Polizia postale: “Nel 2017 impennata di cyberattacchi”

I cyberattacchi, anche in Italia, “sono in costante aumento, il 2017 ha avuto un impennata e in futuro ce ne saranno sempre di più. Uno dei tipi di attacco di cui prevediamo un incremento sarà quello dei ramsonware, ovvero attacchi che criptano i dati del computer attaccato e che chiedono un riscatto per decriptare i contenuti”. Lo ha detto Nunzia Ciardi, direttore del Servizio centrale della Polizia postale e delle comunicazioni, parlando ieri con i giornalisti a margine di un convegno sulla cybersicurezza a Firenze.
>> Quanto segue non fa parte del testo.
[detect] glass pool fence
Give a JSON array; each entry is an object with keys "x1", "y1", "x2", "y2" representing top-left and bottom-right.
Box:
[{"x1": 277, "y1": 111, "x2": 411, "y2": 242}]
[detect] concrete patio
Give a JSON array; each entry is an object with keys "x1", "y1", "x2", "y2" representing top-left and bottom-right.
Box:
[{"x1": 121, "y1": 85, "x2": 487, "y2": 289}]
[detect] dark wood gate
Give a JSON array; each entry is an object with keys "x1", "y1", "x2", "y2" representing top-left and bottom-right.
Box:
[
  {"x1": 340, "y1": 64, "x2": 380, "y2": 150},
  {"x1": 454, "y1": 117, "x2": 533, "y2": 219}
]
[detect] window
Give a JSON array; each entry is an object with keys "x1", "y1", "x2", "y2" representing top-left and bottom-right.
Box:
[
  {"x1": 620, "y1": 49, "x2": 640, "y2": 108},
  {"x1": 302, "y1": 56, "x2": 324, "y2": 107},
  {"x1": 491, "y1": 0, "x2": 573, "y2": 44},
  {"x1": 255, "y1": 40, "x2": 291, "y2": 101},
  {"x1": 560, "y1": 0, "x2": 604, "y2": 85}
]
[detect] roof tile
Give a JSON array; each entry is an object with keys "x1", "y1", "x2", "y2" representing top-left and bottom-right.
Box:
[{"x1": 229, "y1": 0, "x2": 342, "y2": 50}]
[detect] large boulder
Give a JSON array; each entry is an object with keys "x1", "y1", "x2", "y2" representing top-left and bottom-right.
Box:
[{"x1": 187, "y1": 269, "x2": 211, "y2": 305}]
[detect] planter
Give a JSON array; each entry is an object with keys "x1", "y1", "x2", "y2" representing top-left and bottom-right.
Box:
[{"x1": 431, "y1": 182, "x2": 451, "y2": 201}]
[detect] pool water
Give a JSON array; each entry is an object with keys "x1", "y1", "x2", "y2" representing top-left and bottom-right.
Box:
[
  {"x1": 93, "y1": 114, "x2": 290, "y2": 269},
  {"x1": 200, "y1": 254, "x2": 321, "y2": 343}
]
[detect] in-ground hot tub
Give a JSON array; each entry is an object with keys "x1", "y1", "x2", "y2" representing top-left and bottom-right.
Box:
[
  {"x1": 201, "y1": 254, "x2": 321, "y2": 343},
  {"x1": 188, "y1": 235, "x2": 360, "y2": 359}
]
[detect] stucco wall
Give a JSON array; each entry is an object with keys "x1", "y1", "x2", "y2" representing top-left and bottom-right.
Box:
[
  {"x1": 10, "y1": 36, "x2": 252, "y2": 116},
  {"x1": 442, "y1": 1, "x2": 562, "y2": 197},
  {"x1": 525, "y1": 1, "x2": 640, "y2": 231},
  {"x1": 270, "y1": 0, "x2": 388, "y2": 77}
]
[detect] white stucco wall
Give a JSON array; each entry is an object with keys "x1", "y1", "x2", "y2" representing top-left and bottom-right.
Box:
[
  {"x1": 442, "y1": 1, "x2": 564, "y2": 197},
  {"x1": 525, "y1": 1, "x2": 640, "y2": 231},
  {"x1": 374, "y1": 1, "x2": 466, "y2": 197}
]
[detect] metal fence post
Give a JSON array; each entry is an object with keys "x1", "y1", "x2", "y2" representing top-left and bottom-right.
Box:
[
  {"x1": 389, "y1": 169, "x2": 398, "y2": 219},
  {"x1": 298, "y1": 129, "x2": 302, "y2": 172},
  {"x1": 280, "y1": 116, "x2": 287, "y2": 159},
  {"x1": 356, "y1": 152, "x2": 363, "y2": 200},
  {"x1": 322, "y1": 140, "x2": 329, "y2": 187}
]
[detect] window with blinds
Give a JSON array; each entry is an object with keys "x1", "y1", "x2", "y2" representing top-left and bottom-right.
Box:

Citando dati del rapporto “Clusit”, recentemente presentato, e del Cnaipic (Centro nazionale anticrimine informatico per la protezione delle infrastrutture critiche), Ciardi ha ricordato che nel solo primo semestre del 2017 sono stati rilevati 721, rispetto agli 844 dell’intero 2016, che hanno portato a diramare 14401 alert e avviare 40 filoni di indagine.
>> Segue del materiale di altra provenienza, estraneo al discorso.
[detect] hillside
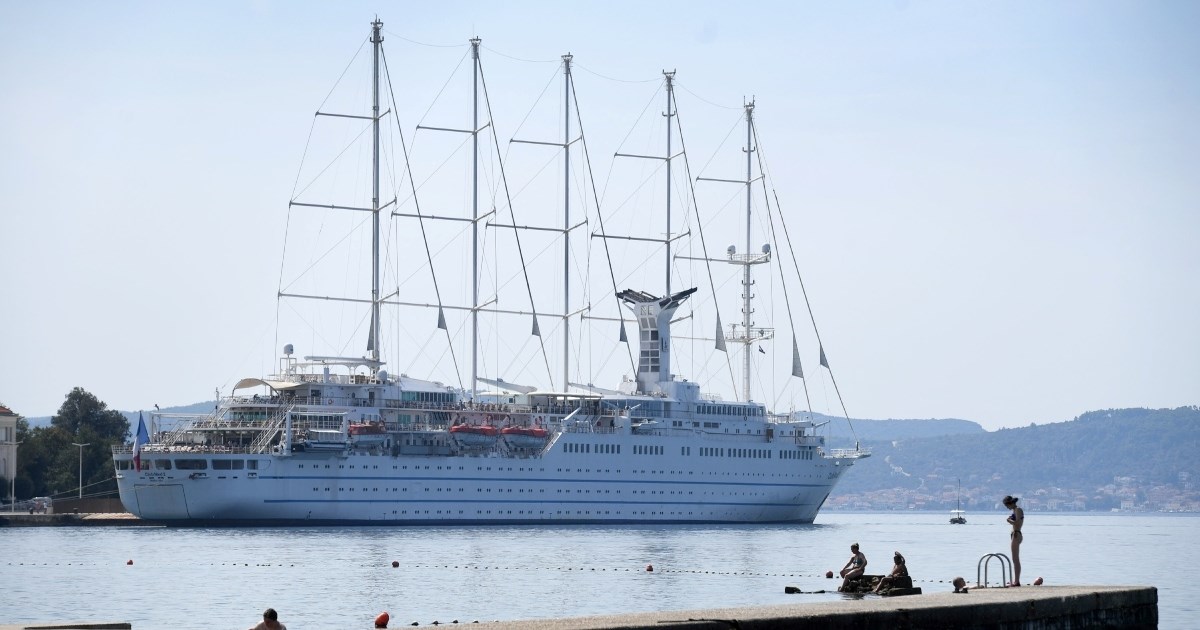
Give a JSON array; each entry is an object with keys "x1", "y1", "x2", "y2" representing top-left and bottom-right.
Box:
[{"x1": 834, "y1": 407, "x2": 1200, "y2": 510}]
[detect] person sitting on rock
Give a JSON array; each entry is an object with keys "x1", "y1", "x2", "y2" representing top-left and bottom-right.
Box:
[
  {"x1": 839, "y1": 542, "x2": 866, "y2": 590},
  {"x1": 871, "y1": 551, "x2": 908, "y2": 593}
]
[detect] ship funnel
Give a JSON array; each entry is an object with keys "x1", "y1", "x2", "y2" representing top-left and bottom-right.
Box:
[{"x1": 617, "y1": 288, "x2": 696, "y2": 394}]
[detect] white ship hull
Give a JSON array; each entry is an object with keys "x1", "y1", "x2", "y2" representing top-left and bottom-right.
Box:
[{"x1": 110, "y1": 424, "x2": 852, "y2": 524}]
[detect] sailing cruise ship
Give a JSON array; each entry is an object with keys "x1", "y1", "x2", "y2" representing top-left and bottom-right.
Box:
[{"x1": 113, "y1": 20, "x2": 869, "y2": 524}]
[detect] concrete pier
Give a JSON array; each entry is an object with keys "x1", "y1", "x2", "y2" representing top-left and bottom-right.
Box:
[
  {"x1": 482, "y1": 587, "x2": 1158, "y2": 630},
  {"x1": 0, "y1": 587, "x2": 1158, "y2": 630}
]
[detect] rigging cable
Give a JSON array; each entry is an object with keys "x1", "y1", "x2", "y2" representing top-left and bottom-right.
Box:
[
  {"x1": 379, "y1": 47, "x2": 462, "y2": 389},
  {"x1": 571, "y1": 67, "x2": 637, "y2": 374},
  {"x1": 751, "y1": 125, "x2": 859, "y2": 450},
  {"x1": 676, "y1": 101, "x2": 738, "y2": 400},
  {"x1": 479, "y1": 55, "x2": 554, "y2": 390}
]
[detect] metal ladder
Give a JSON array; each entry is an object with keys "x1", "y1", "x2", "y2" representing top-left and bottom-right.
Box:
[{"x1": 976, "y1": 553, "x2": 1013, "y2": 588}]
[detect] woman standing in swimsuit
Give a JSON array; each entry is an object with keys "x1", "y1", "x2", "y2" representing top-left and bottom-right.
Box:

“A fronte di una grande quantità di attacchi molto sofisticati - ha sottolineato Ciardi - la metà dei cyberattacchi sono di tipo social engineering ovvero di ingegneria sociale, che mirano a ingannare l’utente attraverso e-mail o altro. Sono attacchi devastanti in alcuni casi, perché chi viene attaccato non è solo l’utente privato ma lo sono anche le aziende. E spesso le piccole aziende colpite sono dei canalizzatori per attacchi alle grandi realtà”. La sicurezza informatica, ha osservato ancora, “è prima di tutto un discorso culturale, di consapevolezza ma anche di investimenti e di collaborazione tra pubblico e privato”. Sul fronte della sicurezza, “in Italia stiamo facendo un buon lavoro e abbiamo iniziato a parlare di protezione delle strutture critiche” come grandi aziende e non solo, “dal punto di vista non fisico ma logico, già nel 2005. Il nostro centro” il Cnaipic, “è nato quando ancora pochissimi paesi parlavano di protezione di difesa logica. Grazie a questo essere arrivati tra i primi, abbiamo sviluppato un know how importante e all’estero ci riconoscono tantissimo questo tipo di esperienza”. Naturalmente, ha concluso, “c’è però bisogno di investimenti per allargare la nostra esperienza” anche perché “lo spettro della nostra azione spazia dalla pedopornografia on line, al terrorismo, all’hacking, ai crimini economici e alle difesa delle infrastrutture”.